American Council For Judaism

The American Council for Judaism (ACJ) is an organization of American Jews committed to the proposition that Jews are not a nationality but merely a religious group, adhering to the original stated principles of Reform Judaism, as articulated in the 1885 Pittsburgh Platform.

The ACJ was founded in June 1942 by a group of Reform rabbis who opposed the direction of their movement, including, but not limited to, the issue of Zionism as redefined by the Biltmore Program in May 1942. After the Reform movement declared itself officially neutral on Zionism in 1937, the split was prompted by the passage of a resolution endorsing the raising of a "Jewish army" in Palestine to fight alongside the Allies of World War II. The leading rabbis included Louis Wolsey, Morris Lazaron, Abraham Cronbach, David Philipson, and Henry Cohen but their most vocal representative soon became Elmer Berger, who became the Council's Executive Director.

The presidency of the ACJ was accepted by the well-known philanthropist Lessing J. Rosenwald, who took the lead in urging the creation of a unitary democratic state in the British Mandate of Palestine in American policy-making circles. Though up against overwhelming support for the creation of a Jewish state in Congress, the Council had many friends who supported its position in the State Department such as Sumner Welles and Dean Acheson. In the final year before the founding of the State of Israel in 1948, the Council became very close to Judah Magnes, the leading Israeli advocate for a binational state, who had returned to America for fear of his life in Palestine.

Though Louis Wolsey resigned from the Council after the founding of the State of Israel, the ACJ persevered, believing that its primary foe was the influence of Zionism upon American Judaism. In addition to supporting a network of religious schools committed to Classical Reform Judaism, the Council agitated against the merging of Zionist fund-raising organizations with local Jewish community boards, and enjoyed friendly relations with the Eisenhower State Department under John Foster Dulles.

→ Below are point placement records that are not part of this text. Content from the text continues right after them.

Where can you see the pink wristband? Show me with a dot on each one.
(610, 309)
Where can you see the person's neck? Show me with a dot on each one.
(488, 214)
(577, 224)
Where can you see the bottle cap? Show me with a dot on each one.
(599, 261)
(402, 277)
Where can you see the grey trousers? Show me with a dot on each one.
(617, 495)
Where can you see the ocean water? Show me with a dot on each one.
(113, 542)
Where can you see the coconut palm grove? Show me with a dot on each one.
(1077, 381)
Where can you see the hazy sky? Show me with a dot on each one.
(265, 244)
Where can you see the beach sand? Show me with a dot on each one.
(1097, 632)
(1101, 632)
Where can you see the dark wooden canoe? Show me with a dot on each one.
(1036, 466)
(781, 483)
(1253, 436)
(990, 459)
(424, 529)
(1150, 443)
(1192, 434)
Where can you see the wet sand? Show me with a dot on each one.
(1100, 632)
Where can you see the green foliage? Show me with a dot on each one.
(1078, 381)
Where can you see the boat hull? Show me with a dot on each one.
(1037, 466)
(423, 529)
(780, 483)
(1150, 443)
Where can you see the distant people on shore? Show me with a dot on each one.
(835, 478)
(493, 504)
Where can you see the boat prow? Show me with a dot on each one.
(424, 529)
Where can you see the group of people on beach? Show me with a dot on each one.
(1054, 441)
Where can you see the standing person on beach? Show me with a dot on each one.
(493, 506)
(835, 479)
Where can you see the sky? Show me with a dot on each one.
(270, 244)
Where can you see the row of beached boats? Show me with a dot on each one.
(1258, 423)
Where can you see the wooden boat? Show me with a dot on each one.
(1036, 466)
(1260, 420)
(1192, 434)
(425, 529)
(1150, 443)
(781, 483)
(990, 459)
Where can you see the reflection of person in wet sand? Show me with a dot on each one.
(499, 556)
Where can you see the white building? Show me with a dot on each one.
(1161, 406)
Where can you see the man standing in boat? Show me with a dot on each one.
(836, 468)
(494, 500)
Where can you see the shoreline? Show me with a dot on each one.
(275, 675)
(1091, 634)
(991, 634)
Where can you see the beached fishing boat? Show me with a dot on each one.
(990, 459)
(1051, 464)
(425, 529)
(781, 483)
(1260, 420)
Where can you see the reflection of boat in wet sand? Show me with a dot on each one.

The ACJ also vocally supported the efforts of William Fulbright to have the lobbyists for Israel in the United States legally registered as foreign agents.

Support for the American Council for Judaism came primarily from Jews of German descent who were historically attached to Classical Reform Judaism, but also from many Jewish socialists who opposed Zionism, and many more of whom who were uncomfortable with the Jewish religion coalesced around William Zukerman and his Jewish Newsletter. Jewish intellectuals who at one time or another passed through the Council included David Riesman, Hans Kohn, Erich Fromm, Hannah Arendt, Will Herberg, Morrie Ryskind, Frank Chodorov, and Murray Rothbard. Among the notable gentile friends of the Council were Dorothy Thompson, Norman Thomas, Freda Utley, Arnold J. Toynbee, and Dwight MacDonald. The ACJ was particularly influential in San Francisco.

The ACJ sharply declined in activity following the Six Day War in 1967, when the American Jewish community was swept up by overwhelming support for Israel. Moderates within the Council forced Elmer Berger to resign the following year for declaring that Israel had been the primary aggressor in the war. While the Council had 14,000 members in 1948 and up to 20,000 in the 1950s, there are today an estimated 2,000 subscribers to the Council's quarterly newsletter.

Today, the council has moderated its stance and accepts Israel and Zionism, but views them as irrelevant to the lives of American Jews. According to its statement of principles, "the State of Israel has significance for the Jewish experience. As a refuge for many Jews who have suffered persecution and oppression in other places, Israel certainly has meaning for us. However, that relationship is a spiritual, historical, and humanitarian one - it is not a political tie. As American Jews, we share the hope for the security and well being of the State of Israel, living in peace and justice with its neighbors".

The organization publishes a magazine called Issues.